One of the major influences on Ray Harryhausen’s career, and indeed on the careers of a number of other famous filmmakers, was the 1933 movie King Kong. the main attraction, the giant monkey named Kong. The film is considered by many to be one of the most influential films of all time, with Fay Wray playing the heroine of the film “The Beauty Who Killed the Beast,” dubbed the “queen of the scream” for all her screams that can be heard in most action scenes. This movie didn’t win an Oscar, and the directors Merian C. Cooper et al could have been feeling a little harsh by,
King Kong, the original 1933 film, showcased some revolutionary techniques and innovations for filmmaking, such as the amazing stop-motion animation sequences (the work of chief engineer Willis O’Brien, who also worked on the film “The Lost World”). Despite not receiving a single Academy Award nomination, the original King Kong movie is often voted in the top 100 most important and influential films of all time among film critics and movie fans alike.
King Kong (1976): Wins an Oscar
The remake of King Kong (1976) fared better. The 1976 version won a Special Achievement Award at the Oscars for its visual effects. The most recent remake of this film, directed by Oscar-winning director Peter Jackson (King Kong 2005), fared even better. It won three Oscars: for sound editing, sound mixing, and, unsurprisingly, visual effects.
“Jurassic Park” wins awards
Perhaps the Dinosaurs’ greatest success at the Oscars was at the Sixty-sixth Academy Awards, honouring films released in 1993. Groundbreaking CGI — Best Visual Effects The big winner of the evening may have been the movie “Schindler’s List,” but with three awards, dinosaur movies were finally recognised for their contribution to the industry. The scene where dinosaurs are first encountered by the scientists sent to investigate the proposed theme park, a shot of a huge Brachiosaurus (a Sauropod dinosaur just like “Gertie” in 1914),
“The Lost World,” released in 1997, the sequel to “Jurassic Park,” was nominated in the special effects category but lost that night to the big winner, the movie Titanic. The third film in the trilogy (a trilogy to date, as a fourth Jurassic Park movie is rumoured to be made), titled, unsurprisingly, “Jurassic Park III,” released in 2001, received no nomination whatsoever for the seventieth film. The fifth Academy Awards ceremony was held the following year.

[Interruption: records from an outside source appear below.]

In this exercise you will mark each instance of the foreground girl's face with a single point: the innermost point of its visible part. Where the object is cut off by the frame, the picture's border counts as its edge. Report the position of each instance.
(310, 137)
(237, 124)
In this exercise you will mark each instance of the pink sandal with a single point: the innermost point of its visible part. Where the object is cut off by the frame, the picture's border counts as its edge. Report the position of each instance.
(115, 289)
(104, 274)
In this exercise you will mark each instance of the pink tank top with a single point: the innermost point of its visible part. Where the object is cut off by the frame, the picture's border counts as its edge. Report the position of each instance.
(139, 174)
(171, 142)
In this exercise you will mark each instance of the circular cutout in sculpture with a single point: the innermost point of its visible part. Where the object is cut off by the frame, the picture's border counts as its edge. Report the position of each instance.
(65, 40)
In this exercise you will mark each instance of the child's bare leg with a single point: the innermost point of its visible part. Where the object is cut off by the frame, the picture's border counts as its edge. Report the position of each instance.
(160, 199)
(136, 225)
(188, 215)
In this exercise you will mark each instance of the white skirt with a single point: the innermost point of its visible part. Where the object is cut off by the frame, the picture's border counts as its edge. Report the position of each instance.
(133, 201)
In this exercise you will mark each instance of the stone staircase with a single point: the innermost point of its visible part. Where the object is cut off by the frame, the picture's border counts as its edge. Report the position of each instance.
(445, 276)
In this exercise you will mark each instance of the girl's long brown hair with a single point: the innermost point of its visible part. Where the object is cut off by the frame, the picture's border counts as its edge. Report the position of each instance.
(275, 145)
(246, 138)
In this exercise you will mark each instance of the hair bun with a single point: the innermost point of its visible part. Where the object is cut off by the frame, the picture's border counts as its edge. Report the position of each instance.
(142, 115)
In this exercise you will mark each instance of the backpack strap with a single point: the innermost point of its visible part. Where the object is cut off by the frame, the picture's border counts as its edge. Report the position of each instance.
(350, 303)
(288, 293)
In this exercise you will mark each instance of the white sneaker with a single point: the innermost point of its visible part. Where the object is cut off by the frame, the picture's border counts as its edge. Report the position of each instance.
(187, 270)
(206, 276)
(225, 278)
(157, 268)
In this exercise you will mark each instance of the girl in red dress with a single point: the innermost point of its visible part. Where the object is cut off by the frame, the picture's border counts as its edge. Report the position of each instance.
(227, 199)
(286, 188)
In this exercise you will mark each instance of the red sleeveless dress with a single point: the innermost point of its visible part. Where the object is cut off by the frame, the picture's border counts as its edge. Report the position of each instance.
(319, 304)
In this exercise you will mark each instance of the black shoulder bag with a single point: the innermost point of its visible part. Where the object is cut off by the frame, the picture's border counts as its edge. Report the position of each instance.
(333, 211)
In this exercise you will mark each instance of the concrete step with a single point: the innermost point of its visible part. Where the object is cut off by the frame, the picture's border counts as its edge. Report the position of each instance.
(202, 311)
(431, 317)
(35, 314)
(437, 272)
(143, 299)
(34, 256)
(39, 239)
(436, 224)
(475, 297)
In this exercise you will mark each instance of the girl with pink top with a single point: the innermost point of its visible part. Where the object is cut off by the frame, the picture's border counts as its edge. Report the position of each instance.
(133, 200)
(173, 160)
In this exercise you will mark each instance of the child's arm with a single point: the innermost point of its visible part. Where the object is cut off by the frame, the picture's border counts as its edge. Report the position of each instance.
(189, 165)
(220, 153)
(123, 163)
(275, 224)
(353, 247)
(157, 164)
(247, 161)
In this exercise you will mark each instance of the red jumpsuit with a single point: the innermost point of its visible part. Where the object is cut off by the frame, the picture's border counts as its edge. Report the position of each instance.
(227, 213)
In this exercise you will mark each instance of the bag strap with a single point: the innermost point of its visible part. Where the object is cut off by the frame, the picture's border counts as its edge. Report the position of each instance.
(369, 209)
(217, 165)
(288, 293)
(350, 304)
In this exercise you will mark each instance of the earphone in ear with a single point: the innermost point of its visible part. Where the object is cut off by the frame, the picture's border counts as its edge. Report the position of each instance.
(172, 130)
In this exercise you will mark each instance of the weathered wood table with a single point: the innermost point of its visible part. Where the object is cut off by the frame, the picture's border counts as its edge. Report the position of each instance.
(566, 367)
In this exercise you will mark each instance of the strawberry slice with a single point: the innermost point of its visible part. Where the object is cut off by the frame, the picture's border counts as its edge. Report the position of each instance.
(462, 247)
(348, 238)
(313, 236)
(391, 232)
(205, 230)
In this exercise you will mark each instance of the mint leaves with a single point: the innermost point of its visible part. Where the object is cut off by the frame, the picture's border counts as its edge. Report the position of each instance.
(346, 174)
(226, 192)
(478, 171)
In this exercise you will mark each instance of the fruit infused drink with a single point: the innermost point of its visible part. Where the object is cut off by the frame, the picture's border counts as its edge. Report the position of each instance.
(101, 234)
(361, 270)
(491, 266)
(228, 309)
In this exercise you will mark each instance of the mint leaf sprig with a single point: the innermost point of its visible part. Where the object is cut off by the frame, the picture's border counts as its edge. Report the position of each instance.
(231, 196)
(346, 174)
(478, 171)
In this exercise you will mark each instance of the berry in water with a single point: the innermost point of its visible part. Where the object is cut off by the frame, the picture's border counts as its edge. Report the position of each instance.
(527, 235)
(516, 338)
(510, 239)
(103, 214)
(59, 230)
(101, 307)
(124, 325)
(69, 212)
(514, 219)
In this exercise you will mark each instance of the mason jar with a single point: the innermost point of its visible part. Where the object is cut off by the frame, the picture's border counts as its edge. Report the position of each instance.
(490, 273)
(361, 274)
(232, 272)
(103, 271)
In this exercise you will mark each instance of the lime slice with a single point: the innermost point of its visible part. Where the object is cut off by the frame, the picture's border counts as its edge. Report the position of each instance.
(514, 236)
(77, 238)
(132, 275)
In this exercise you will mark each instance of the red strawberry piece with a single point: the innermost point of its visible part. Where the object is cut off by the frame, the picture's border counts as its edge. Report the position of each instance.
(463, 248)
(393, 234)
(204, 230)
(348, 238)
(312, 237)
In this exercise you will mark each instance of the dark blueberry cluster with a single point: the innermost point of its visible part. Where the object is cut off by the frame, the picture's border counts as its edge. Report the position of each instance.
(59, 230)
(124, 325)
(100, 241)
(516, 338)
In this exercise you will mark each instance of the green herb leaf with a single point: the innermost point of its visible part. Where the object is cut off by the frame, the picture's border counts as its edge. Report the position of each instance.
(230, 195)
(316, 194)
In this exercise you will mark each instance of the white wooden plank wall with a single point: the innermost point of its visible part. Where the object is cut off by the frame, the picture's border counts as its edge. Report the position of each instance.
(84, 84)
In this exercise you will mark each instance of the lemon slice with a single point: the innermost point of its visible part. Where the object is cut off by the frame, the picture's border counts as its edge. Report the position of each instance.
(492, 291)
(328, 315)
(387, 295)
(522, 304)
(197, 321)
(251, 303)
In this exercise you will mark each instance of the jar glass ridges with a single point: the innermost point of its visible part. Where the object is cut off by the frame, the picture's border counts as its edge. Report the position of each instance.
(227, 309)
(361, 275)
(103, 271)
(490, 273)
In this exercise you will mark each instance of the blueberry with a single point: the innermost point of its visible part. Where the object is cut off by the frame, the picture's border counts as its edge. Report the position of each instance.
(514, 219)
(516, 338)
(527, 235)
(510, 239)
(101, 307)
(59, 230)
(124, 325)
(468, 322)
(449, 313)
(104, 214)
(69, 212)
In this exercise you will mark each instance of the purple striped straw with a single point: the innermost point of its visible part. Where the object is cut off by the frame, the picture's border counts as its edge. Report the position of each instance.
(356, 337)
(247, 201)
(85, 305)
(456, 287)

The continued popularity of the dinosaurs and other prehistoric creatures will no doubt motivate future filmmakers to include these spectacular animals in their film projects. Dinosaurs are usually visually stunning; their large size and ferocity make them a favourite among moviegoers, young and old. While the quality of some offerings can be questioned, the legacy of dinosaurs in movies will live on, and we can look forward to more Oscars for the Dinosauria and their on-screen creators in the future.
Who knows, the Academy of Motion Picture Arts and Sciences might introduce a special “YouTube” category, given that our own modest offering has a chance of succeeding.